For 2016, SophosLabs processed more than 8.5 million suspicious applications for Android. Over half of those were malicious software or some type of adware created to gain click through revenue for cybercriminals. Five types were particularly annoying for users. They ranged from the pretenders that posed as something else to the lurkers in the background that have the capability to do just about anything they want to the infected devices.
CopyCat disguises itself as something else and makes it onto devices via third party app stores. Checkpoint estimates that around 4.9 million fake apps were installed and that CopyCat produced over $1.5 million for cybercriminals. Once it is on a device, it can disconnect the Android security system and remain undetected for quite some time. It affects Android operating systems from version 5.0 and before.
Don’t sideload applications. This means to avoid downloading them from locations other than the official app store. In this case, it is the Google Play Store. These sideloaded apps often house malware. While malicious apps have been found in the Google Play Store, the risk is lower due to the additional security checks that happen before they can be placed there.
Dvmap has been downloaded more than 50,000 times since March. It can inject code into the system that prevents Android from detecting malevolent programs. It was most often found in a puzzle game called “Colourblock.”
Malware authors frequently target gamers. Research all apps that you intend to download to your devices before doing so. Check the reviews and if there are not many and those are all glowing endorsements, consider waiting for a while longer. This can signal fake or malicious apps.
GhostCtrl can pretty much do anything it desires once it is on a device. It can secretly film and record user activity, restrict device functionality, collect data, freeze the device, or combine all of the above.
Always backup your devices. If it’s a mobile device, it can be backed up to a computer or to cloud storage. If it’s a computer, the cloud is also an option, as is an external hard drive.
Marcher poses as an Adobe Flash update for Android. It can steal login credentials from more than 40 retail, social media, and banking apps. It was previously found posing as the popular Super Mario Run game.
Stay on top of the actual updates for your devices. Adobe stopped developing a Flash update for Android years ago. If you see a notification that you need to update it, pay attention. It could be this or some other type of malware.
SpyDealer comes in at least three active flavors. It can steal data from more than 40 apps including Facebook, Skype, and WhatsApp, as well as the Firefox browser. It spies on users and can access contacts, call histories, can answer and record phone calls, can take screen shots, and record video and audio.
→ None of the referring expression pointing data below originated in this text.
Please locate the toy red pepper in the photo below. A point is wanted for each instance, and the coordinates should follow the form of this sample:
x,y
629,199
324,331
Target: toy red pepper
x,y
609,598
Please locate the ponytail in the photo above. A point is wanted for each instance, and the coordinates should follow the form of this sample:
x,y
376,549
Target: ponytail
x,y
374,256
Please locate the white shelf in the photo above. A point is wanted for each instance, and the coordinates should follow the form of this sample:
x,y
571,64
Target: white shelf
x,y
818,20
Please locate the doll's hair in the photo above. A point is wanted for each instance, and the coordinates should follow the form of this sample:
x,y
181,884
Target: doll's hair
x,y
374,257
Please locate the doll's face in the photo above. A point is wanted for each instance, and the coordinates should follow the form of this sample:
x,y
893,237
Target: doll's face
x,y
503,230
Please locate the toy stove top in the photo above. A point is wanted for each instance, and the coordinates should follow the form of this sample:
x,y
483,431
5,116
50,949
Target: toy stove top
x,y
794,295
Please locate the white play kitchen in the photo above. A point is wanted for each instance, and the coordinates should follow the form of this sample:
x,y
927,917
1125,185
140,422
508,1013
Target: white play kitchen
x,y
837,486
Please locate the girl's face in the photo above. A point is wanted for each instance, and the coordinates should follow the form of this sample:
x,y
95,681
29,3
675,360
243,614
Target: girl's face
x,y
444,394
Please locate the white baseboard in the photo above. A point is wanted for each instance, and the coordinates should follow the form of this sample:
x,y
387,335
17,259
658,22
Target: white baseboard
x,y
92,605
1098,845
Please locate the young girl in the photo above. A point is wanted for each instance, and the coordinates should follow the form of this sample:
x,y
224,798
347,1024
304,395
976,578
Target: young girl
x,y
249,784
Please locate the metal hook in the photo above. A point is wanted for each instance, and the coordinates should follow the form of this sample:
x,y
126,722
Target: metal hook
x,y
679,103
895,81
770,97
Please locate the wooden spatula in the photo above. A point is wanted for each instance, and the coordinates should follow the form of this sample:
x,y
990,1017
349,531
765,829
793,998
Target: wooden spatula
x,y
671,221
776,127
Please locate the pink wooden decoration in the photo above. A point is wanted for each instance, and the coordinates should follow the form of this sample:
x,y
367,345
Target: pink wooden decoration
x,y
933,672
It isn’t known how SpyDealer makes it onto a device, but it’s suspected from compromised wireless networks.
Avoid using public wireless when possible. Even if a password is required, it’s still public and no one is controlling activities of those logging onto it. That adds risk. Download your apps from a connection you know is safe.
As always, make sure antivirus and, if possible, anti-malware software is installed and kept updated on all devices. Other than your own knowledge of security threats, this is the best next line of defense for keeping your devices and information safe.